Tous ne partent pas il est vrai, parce que l’attachement à la ville et à son logement reste fort, parce qu’il y a encore des quartiers résidentiels où se trouvent des maisons bourgeoises, parce que le centre historique conserve encore quelques attraits.
Parmi ceux qui restent, certains acceptent mal la coexistence avec la population immigrée. Un des ressorts de la poussée du Front national dans les villes moyennes réside d’ailleurs là.
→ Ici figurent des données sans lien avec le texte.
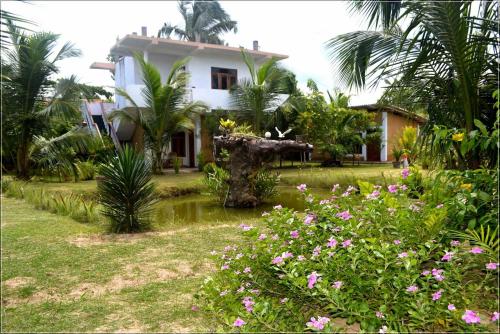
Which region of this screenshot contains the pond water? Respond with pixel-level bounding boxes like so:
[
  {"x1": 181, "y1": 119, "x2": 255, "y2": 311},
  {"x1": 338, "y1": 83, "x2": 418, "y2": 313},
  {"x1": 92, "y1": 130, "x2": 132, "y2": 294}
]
[{"x1": 154, "y1": 187, "x2": 328, "y2": 225}]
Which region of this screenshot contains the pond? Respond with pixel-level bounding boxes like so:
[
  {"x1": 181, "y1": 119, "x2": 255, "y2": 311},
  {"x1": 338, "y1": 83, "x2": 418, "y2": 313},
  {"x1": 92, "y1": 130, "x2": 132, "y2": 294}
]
[{"x1": 155, "y1": 187, "x2": 329, "y2": 225}]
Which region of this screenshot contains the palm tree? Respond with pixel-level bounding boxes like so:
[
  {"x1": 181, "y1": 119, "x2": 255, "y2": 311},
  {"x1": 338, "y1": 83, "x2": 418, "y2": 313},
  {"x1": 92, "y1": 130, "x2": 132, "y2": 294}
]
[
  {"x1": 158, "y1": 0, "x2": 237, "y2": 44},
  {"x1": 327, "y1": 0, "x2": 499, "y2": 140},
  {"x1": 2, "y1": 22, "x2": 80, "y2": 179},
  {"x1": 231, "y1": 49, "x2": 287, "y2": 135},
  {"x1": 110, "y1": 54, "x2": 206, "y2": 174}
]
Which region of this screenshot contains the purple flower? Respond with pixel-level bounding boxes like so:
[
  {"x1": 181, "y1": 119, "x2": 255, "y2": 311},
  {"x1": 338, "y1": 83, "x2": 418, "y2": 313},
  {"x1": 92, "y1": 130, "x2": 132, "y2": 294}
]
[
  {"x1": 306, "y1": 317, "x2": 330, "y2": 330},
  {"x1": 342, "y1": 239, "x2": 352, "y2": 248},
  {"x1": 240, "y1": 224, "x2": 252, "y2": 231},
  {"x1": 326, "y1": 237, "x2": 337, "y2": 248},
  {"x1": 297, "y1": 183, "x2": 307, "y2": 193},
  {"x1": 307, "y1": 271, "x2": 319, "y2": 289},
  {"x1": 304, "y1": 214, "x2": 316, "y2": 225},
  {"x1": 401, "y1": 168, "x2": 410, "y2": 179},
  {"x1": 406, "y1": 285, "x2": 418, "y2": 292},
  {"x1": 462, "y1": 310, "x2": 481, "y2": 324},
  {"x1": 486, "y1": 262, "x2": 498, "y2": 270},
  {"x1": 432, "y1": 289, "x2": 443, "y2": 301},
  {"x1": 336, "y1": 210, "x2": 352, "y2": 220},
  {"x1": 233, "y1": 318, "x2": 246, "y2": 327},
  {"x1": 441, "y1": 252, "x2": 454, "y2": 262},
  {"x1": 387, "y1": 184, "x2": 398, "y2": 193},
  {"x1": 332, "y1": 281, "x2": 343, "y2": 290},
  {"x1": 469, "y1": 246, "x2": 483, "y2": 254}
]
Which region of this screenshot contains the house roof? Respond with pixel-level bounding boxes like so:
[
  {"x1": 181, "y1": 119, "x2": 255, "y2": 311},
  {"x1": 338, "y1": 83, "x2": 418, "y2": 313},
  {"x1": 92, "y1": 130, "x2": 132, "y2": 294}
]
[
  {"x1": 111, "y1": 34, "x2": 288, "y2": 61},
  {"x1": 350, "y1": 104, "x2": 427, "y2": 124}
]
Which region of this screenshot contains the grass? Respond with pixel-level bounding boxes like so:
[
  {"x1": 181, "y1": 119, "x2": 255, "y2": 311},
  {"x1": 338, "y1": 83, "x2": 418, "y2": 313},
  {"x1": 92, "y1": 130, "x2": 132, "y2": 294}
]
[
  {"x1": 1, "y1": 166, "x2": 410, "y2": 332},
  {"x1": 2, "y1": 198, "x2": 258, "y2": 332}
]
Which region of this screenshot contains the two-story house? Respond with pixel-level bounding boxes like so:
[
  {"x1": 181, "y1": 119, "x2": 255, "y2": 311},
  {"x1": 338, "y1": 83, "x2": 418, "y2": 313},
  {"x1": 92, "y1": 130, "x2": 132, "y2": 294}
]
[{"x1": 88, "y1": 27, "x2": 288, "y2": 167}]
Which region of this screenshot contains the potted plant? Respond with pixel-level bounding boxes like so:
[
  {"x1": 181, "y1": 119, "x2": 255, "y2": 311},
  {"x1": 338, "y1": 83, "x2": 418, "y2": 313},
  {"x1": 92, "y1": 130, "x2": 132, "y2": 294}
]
[{"x1": 392, "y1": 147, "x2": 403, "y2": 168}]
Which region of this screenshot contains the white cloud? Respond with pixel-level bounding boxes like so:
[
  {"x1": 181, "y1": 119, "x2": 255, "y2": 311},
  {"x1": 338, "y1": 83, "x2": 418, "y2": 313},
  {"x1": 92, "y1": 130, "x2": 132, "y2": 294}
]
[{"x1": 2, "y1": 1, "x2": 381, "y2": 104}]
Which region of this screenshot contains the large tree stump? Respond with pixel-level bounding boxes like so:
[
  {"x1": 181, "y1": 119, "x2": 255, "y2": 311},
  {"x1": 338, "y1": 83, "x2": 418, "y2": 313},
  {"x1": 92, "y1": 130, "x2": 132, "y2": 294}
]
[{"x1": 214, "y1": 135, "x2": 313, "y2": 208}]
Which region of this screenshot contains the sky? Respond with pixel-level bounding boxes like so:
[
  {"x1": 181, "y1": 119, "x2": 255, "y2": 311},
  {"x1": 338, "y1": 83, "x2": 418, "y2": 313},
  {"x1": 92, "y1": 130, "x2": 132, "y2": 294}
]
[{"x1": 2, "y1": 1, "x2": 382, "y2": 105}]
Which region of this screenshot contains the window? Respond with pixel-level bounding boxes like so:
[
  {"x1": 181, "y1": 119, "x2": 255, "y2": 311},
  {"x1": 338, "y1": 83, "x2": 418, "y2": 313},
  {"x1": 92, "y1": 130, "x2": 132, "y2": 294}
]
[{"x1": 212, "y1": 67, "x2": 238, "y2": 89}]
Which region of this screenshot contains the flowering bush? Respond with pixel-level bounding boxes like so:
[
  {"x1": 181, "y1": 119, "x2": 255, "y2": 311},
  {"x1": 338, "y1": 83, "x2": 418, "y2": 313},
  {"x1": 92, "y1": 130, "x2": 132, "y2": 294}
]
[{"x1": 198, "y1": 182, "x2": 498, "y2": 333}]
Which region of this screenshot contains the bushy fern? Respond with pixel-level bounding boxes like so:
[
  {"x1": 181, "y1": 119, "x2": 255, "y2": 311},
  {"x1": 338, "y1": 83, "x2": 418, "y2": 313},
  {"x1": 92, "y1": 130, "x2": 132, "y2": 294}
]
[{"x1": 98, "y1": 146, "x2": 156, "y2": 233}]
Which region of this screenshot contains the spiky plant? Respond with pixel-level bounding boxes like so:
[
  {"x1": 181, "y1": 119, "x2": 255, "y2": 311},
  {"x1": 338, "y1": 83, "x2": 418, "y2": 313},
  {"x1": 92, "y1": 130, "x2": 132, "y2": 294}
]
[{"x1": 97, "y1": 145, "x2": 156, "y2": 233}]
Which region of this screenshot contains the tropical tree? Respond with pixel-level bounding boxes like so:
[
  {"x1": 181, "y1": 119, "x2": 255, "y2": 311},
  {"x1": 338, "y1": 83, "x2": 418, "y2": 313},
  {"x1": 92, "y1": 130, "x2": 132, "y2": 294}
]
[
  {"x1": 327, "y1": 0, "x2": 499, "y2": 167},
  {"x1": 158, "y1": 0, "x2": 237, "y2": 44},
  {"x1": 230, "y1": 49, "x2": 286, "y2": 135},
  {"x1": 2, "y1": 23, "x2": 85, "y2": 179},
  {"x1": 110, "y1": 54, "x2": 207, "y2": 174}
]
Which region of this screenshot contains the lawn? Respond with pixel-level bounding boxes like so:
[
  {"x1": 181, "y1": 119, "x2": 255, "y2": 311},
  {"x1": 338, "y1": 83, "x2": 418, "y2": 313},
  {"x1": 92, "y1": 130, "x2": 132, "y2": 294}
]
[
  {"x1": 2, "y1": 198, "x2": 256, "y2": 332},
  {"x1": 1, "y1": 165, "x2": 410, "y2": 332}
]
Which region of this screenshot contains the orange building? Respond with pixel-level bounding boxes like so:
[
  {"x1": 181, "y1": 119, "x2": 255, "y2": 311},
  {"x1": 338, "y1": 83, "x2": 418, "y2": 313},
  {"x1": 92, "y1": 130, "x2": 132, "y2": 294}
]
[{"x1": 350, "y1": 104, "x2": 427, "y2": 162}]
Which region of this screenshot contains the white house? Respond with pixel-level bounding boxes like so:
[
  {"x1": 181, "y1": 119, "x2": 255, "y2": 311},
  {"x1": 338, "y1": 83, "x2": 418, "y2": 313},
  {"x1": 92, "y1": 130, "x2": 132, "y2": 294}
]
[{"x1": 89, "y1": 27, "x2": 288, "y2": 167}]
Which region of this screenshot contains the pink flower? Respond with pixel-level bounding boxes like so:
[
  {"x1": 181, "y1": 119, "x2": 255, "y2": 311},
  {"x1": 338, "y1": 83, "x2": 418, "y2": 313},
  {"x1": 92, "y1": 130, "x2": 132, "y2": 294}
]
[
  {"x1": 401, "y1": 168, "x2": 410, "y2": 179},
  {"x1": 432, "y1": 289, "x2": 443, "y2": 301},
  {"x1": 326, "y1": 238, "x2": 337, "y2": 248},
  {"x1": 441, "y1": 252, "x2": 454, "y2": 262},
  {"x1": 462, "y1": 310, "x2": 481, "y2": 324},
  {"x1": 387, "y1": 184, "x2": 398, "y2": 193},
  {"x1": 240, "y1": 224, "x2": 252, "y2": 231},
  {"x1": 307, "y1": 271, "x2": 319, "y2": 289},
  {"x1": 306, "y1": 317, "x2": 330, "y2": 330},
  {"x1": 486, "y1": 262, "x2": 498, "y2": 270},
  {"x1": 233, "y1": 318, "x2": 246, "y2": 327},
  {"x1": 342, "y1": 239, "x2": 352, "y2": 248},
  {"x1": 336, "y1": 210, "x2": 352, "y2": 220},
  {"x1": 304, "y1": 214, "x2": 316, "y2": 225},
  {"x1": 469, "y1": 246, "x2": 483, "y2": 254},
  {"x1": 406, "y1": 285, "x2": 418, "y2": 292},
  {"x1": 332, "y1": 281, "x2": 343, "y2": 290},
  {"x1": 297, "y1": 183, "x2": 307, "y2": 193}
]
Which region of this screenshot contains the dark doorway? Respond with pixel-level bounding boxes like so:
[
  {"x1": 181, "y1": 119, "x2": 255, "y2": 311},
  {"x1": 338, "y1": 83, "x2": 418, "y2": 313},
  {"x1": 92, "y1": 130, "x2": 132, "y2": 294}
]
[{"x1": 366, "y1": 143, "x2": 380, "y2": 161}]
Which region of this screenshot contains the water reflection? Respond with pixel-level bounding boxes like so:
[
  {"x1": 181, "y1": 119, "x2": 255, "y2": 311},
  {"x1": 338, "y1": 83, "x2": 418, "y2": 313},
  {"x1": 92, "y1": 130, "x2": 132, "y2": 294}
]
[{"x1": 155, "y1": 187, "x2": 327, "y2": 225}]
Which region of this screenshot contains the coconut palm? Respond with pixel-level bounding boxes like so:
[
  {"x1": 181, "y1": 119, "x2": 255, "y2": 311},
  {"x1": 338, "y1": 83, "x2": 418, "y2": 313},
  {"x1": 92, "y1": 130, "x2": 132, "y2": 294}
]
[
  {"x1": 158, "y1": 0, "x2": 237, "y2": 44},
  {"x1": 2, "y1": 23, "x2": 80, "y2": 178},
  {"x1": 327, "y1": 0, "x2": 499, "y2": 138},
  {"x1": 110, "y1": 54, "x2": 207, "y2": 174},
  {"x1": 231, "y1": 50, "x2": 287, "y2": 134}
]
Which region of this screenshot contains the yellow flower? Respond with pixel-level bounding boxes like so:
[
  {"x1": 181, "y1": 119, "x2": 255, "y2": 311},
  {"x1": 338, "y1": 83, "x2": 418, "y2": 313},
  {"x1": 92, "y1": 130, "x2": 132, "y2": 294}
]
[
  {"x1": 451, "y1": 133, "x2": 464, "y2": 141},
  {"x1": 460, "y1": 183, "x2": 472, "y2": 191}
]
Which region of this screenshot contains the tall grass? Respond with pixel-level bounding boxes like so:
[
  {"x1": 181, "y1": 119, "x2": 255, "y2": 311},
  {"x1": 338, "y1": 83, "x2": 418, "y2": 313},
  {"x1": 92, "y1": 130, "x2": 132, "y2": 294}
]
[{"x1": 2, "y1": 180, "x2": 100, "y2": 223}]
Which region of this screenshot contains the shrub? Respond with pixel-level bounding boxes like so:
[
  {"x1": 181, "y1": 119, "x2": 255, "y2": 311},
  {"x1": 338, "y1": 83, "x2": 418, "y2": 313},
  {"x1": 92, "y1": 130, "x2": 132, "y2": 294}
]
[
  {"x1": 198, "y1": 182, "x2": 498, "y2": 332},
  {"x1": 97, "y1": 146, "x2": 155, "y2": 233}
]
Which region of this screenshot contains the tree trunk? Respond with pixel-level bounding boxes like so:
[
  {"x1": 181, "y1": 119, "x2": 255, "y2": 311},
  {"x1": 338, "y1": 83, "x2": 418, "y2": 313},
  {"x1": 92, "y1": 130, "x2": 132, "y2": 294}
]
[{"x1": 214, "y1": 136, "x2": 313, "y2": 208}]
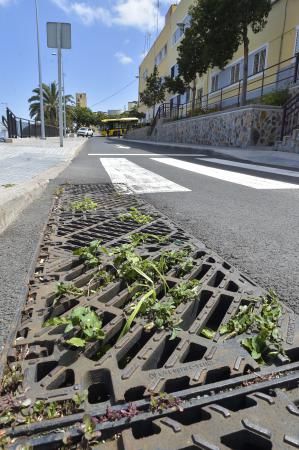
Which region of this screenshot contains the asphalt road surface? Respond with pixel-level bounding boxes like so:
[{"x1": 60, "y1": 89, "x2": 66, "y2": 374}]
[{"x1": 0, "y1": 137, "x2": 299, "y2": 349}]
Une partie des crispations se cristallise sur l’évolution des commerces, avec certaines rues où la présence de commerces africains, asiatiques ou maghrébins est très forte.
Dans les centres des grandes villes, on y voit souvent la manifestation d’une ouverture sur le monde. Dans les villes moyennes en difficulté, la chose est plus rarement vue positivement. Dans un tract distribué à l’occasion des élections municipales de 2014, Louis Alliot s’engageait entre autres à « exercer son droit de préemption en rachetant les commerces à la vente pour éviter la “kebabisation” de Perpignan ».
Quoi qu’il en soit, de nombreuses villes moyennes perdent de leur attrait et font face à un white flight à la française, vers les couronnes périurbaines. Les inégalités territoriales engendrées par ces dynamiques résidentielles sont certes moindres en France qu’aux États-Unis. En France en effet, les ressources fiscales locales déterminent moins la qualité des services et équipements publics (les enseignants sont rémunérés par l’État par exemple, ce qui n’est généralement pas le cas aux États-Unis). Au demeurant, l’impact n’est pas négligeable.
Pour terminer cette brève analyse, reprenons le tableau général. La vieille dichotomie entre campagnes et villes n’est plus opérante. Les unes et les autres se sont entremêlées au travers de la périurbanisation : on peut vivre dans un village et être un citadin. Cette évolution est encore mal comprise et conduit aux propos cités en introduction. Certes, il y a bien en France des métropoles qui dominent politiquement et économiquement le reste du territoire français et dans lesquelles se concentrent les catégories sociales les plus aisées. Mais ces métropoles ne sont pas les villes. Elles sont tout au plus une douzaine dans un pays qui compte plus de 240 villes dotées d’au moins 10 000 emplois. La France qu’il est devenu commun de qualifier de « périphérique » ne se réduit donc pas à des campagnes. Mieux, dans cette France, les territoires qui tirent le mieux leur épingle du jeu sont en large part des communes périurbaines, communes qui, répétons-le, sont en très large majorité d’apparence campagnarde. Les territoires en crise sont quant à eux avant tout des cœurs de ville, des territoires très urbains.